| name | dbml-multi-db-schema |
| description | Create and maintain DBML files for systems that split data across a PrimaryDB and one or more ClientDB instances. Use when adding or updating DBML for multi-database schemas, tenant-specific client databases, cross-database analysis views, logical relationships based on business keys such as ProjectNo, or recommended dbml folder structures. |
Dbml Multi Db Schema
Overview
Use this skill to keep DBML manageable when one system has a central database and many client-specific databases. Separate physical schemas from cross-database logical relationships, and avoid duplicating one DBML file per client unless the schema actually diverges.
Workflow
- Identify the requested change.
Create a new structure? Update an existing DBML file? Add a cross-database relationship? Add a client-specific variant?
- Classify the target.
Physical PrimaryDB change -> update
primary.dbml.
Shared ClientDB change -> update client.template.dbml.
Cross-database analysis or lineage change -> update integration.cross-db.dbml.
Tenant-only divergence -> add or update a file under client-variants/.
- Read references/management-patterns.md before deciding file placement.
- Read references/dbml-modeling-rules.md before adding tables, keys, or logical refs.
- If the project has no DBML structure yet, scaffold it with
scripts/scaffold_multi_db_dbml.py.
- Apply the smallest change that preserves the structure split between physical schemas and logical integration views.
- Validate naming consistency for shared business keys such as
project_no, then review the result in the DBML visualizer.
Default Layout
Prefer this layout unless the repository already uses a stronger convention:
dbml/
primary.dbml
client.template.dbml
integration.cross-db.dbml
client-variants/
client-a.dbml
client-b.dbml
Keep client.template.dbml as the shared shape for all ClientDB_n instances.
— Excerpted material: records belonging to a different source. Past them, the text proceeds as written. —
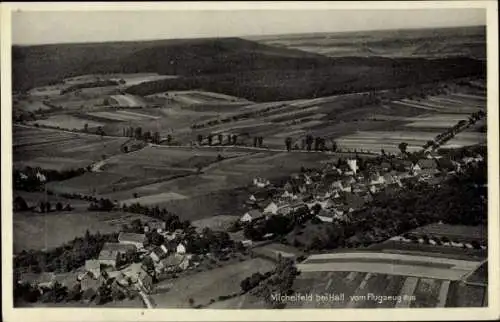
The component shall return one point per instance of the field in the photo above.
(422, 43)
(53, 149)
(66, 121)
(42, 231)
(204, 286)
(357, 285)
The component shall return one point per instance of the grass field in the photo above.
(53, 149)
(204, 286)
(40, 231)
(66, 121)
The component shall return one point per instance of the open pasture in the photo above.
(40, 231)
(56, 149)
(204, 286)
(66, 121)
(29, 105)
(127, 100)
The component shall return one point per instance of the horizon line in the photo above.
(245, 36)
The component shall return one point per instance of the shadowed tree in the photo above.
(288, 143)
(309, 142)
(402, 147)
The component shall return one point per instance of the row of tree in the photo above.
(229, 139)
(65, 258)
(460, 201)
(307, 143)
(147, 136)
(32, 179)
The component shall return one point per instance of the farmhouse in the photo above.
(181, 249)
(145, 281)
(427, 164)
(94, 267)
(109, 257)
(132, 239)
(272, 208)
(251, 216)
(158, 253)
(40, 280)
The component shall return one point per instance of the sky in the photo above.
(50, 27)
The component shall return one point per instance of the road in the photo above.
(125, 100)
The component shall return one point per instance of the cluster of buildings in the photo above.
(122, 265)
(341, 188)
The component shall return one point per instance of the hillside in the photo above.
(234, 66)
(41, 65)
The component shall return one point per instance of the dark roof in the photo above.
(131, 237)
(427, 163)
(122, 248)
(108, 254)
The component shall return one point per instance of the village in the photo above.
(341, 187)
(146, 253)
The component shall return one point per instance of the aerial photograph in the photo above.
(250, 159)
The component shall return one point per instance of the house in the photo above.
(376, 179)
(389, 179)
(352, 163)
(158, 253)
(120, 248)
(159, 226)
(68, 280)
(41, 280)
(145, 281)
(261, 182)
(94, 267)
(175, 262)
(325, 216)
(272, 208)
(90, 283)
(109, 257)
(132, 272)
(181, 249)
(132, 239)
(251, 215)
(427, 164)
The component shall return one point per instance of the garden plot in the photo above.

Create per-client files only for meaningful schema drift.
For this skill's generated starter files, use the dedicated output folder under the skill itself:
.github/skills/dbml-multi-db-schema/generated-dbml/
The scaffold script writes there by default unless --output-dir is provided explicitly.
Modeling Rules
- Model physical foreign keys only inside the same physical database.
- Model cross-database business-key links with
Ref: plus a note that the link is logical, not enforced by the database.
- Keep shared keys named and typed consistently across files. If
ProjectNo exists in multiple databases, use one canonical DBML field name such as project_no everywhere unless the project already has a fixed naming convention.
- Use narrow integration files. Include only the tables and columns needed to explain cross-database analysis paths.
- Do not duplicate every
ClientDB_1, ClientDB_2, ClientDB_3 schema if they are materially identical.
Common Requests
Example requests that should trigger this skill:
- "Add a new shared column to PrimaryDB and ClientDB DBML files."
- "Create a cross-db ERD that links client records to primary projects by ProjectNo."
- "Add a tenant-specific DBML variant for one client with extra billing tables."
- "Restructure our DBML files so the central schema and client template are separate."
Resources
scripts/scaffold_multi_db_dbml.py
Create starter DBML files for primary.dbml, client.template.dbml, and integration.cross-db.dbml. Save them to generated-dbml/ under this skill by default.
- references/management-patterns.md
Decide where a DBML change belongs and when to create a tenant-specific variant.
- references/dbml-modeling-rules.md
Apply consistent rules for business keys, logical refs, schemas, and notes.
Output Expectations
When editing or creating DBML with this skill:
- Keep file contents in English.
- Preserve existing repository naming if already established.
- Explain whether each relationship is physical or logical.
- Prefer a few coherent files over one giant monolith.
- Mention any ambiguity that affects whether a change belongs in
client.template.dbml or client-variants/.